Articles / Glamour / Grooming

The glamour of high heels

I wrote this a couple of weeks ago in response to a discussion about high heels and the patriarchy on Tumblr:

Yes, it is important to remember that high heels have all kinds of problems. In addition to the health problems mentioned, it’s hard to run away from predators in them. It’s hard to move nimbly at all, unless you have a lot of practice with them. Some people wear them every day and never manage to be graceful in them.

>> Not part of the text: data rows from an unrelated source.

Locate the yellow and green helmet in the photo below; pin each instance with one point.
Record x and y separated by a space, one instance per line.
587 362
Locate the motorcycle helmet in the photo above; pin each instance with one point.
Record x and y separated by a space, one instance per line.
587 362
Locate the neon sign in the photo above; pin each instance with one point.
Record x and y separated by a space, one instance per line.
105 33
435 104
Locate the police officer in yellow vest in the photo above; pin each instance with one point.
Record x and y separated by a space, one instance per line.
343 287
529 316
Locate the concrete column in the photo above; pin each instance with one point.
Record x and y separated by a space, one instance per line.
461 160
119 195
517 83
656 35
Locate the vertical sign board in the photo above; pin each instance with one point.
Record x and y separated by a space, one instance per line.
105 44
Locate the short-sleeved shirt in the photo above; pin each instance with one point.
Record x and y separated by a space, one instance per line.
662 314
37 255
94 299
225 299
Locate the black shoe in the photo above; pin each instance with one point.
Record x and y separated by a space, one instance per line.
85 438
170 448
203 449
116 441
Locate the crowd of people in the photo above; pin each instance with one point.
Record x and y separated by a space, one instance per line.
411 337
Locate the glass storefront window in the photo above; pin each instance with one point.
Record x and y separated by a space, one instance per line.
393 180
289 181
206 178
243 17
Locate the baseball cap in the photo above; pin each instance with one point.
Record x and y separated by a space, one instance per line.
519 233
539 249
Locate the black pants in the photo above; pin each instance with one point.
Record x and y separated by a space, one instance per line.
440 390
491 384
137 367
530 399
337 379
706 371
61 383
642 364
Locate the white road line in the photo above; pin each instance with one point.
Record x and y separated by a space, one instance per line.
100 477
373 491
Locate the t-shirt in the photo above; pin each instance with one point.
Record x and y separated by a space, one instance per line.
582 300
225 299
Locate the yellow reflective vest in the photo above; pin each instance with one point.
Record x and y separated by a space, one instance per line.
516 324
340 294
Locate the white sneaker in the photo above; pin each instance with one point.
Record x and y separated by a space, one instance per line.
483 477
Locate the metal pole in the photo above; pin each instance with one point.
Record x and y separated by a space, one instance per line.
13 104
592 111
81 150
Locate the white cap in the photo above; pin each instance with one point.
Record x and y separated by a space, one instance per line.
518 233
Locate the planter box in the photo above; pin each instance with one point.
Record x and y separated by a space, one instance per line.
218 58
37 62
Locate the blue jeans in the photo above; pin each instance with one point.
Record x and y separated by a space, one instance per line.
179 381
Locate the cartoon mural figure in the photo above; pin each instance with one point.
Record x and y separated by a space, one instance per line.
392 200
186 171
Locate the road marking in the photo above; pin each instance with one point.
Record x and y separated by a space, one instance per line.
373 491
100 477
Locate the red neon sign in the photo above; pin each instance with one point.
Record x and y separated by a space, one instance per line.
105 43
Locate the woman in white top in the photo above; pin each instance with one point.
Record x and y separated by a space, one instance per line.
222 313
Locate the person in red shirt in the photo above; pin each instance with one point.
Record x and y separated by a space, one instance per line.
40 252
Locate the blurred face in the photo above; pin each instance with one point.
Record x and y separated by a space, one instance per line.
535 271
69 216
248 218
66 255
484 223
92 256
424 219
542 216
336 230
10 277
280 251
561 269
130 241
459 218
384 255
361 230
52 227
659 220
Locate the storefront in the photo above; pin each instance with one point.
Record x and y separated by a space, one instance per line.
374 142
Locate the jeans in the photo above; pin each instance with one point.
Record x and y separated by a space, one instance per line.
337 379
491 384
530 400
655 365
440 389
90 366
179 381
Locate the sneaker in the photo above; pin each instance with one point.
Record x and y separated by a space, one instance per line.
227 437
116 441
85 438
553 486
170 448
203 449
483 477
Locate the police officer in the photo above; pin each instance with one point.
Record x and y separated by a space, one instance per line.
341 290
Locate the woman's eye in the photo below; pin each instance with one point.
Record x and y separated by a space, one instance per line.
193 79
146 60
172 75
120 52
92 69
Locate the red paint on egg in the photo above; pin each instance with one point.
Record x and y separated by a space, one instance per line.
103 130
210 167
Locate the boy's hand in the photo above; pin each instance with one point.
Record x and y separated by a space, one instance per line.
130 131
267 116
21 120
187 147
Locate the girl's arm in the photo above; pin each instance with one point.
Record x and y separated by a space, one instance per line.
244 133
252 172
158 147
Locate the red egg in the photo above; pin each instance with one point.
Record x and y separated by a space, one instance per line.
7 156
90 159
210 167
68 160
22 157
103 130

Riding a bike in heels is fine, especially with flat pedals.
Riding a bike in heels is fine, especially with flat pedals.
But there is that fantasy. When I’m sitting by the window and I hear heels clicking on the pavement below, I imagine a slim, elegant, sexy young woman outside on her way to an editing job at Conde Nast, or a fancy cocktail party. I imagine myself in those heels, strutting down the sidewalk, turning heads, instead of sitting at my computer grading homeworks or debugging code.

And then sometimes I get a chance to put on my own heels and go clicking down the sidewalk in Greenwich Village. At first I feel elegant and sexy and I see men and women looking at me, but are they looking because they think I’m elegant, or because they think I look silly? Are the heels making too much noise? I want to go faster but I can’t without worrying about slipping or losing my balance. Watch out for those cobblestones! One of my heels just got stuck in the subway grate. And then my feet start to hurt. I have to walk even slower. Can I still look elegant with my feet hurting so much? Fortunately the creepy guy who was following me and saying “hey baby” seems to have given up and gone away.

So I take the shoes off at the end of the day and my feet are sore for days. I’m glad I don’t have to wear those every day! I would get used to them to a degree, but never completely. Imagine if I had a job where they expected it? But in a few days I hear heels clicking outside my window again and I don’t think about how much of the attention was unwelcome. I don’t think about how physically painful it was to walk in them. I don’t think about how limited my movement felt. I just think about how elegant and sexy the wearer of those shoes must be.

The disconnect doesn’t just apply to the person who’s wearing heels. I fantasize about dating or kissing elegant women in heels, but I know plenty of women who wear heels that I have absolutely no desire to kiss. I’ve been on dates with women who were sexy, even elegant, but distracted and uncomfortable in their heels. I’ve been on dates with women who were sexier and more elegant in flats. I’ve gone on long, romantic walks that wouldn’t have been possible if either of us had been wearing heels. And I’ve had fabulous sex with women who’ve worn heels maybe five days in their entire lives.

That disconnect between fantasy and reality is a perfect example of glamour. It’s a fantasy that persists, sometimes in the face of massive evidence. It’s important to acknowledge it and examine it, but a massive guilt trip is not the way to stop it.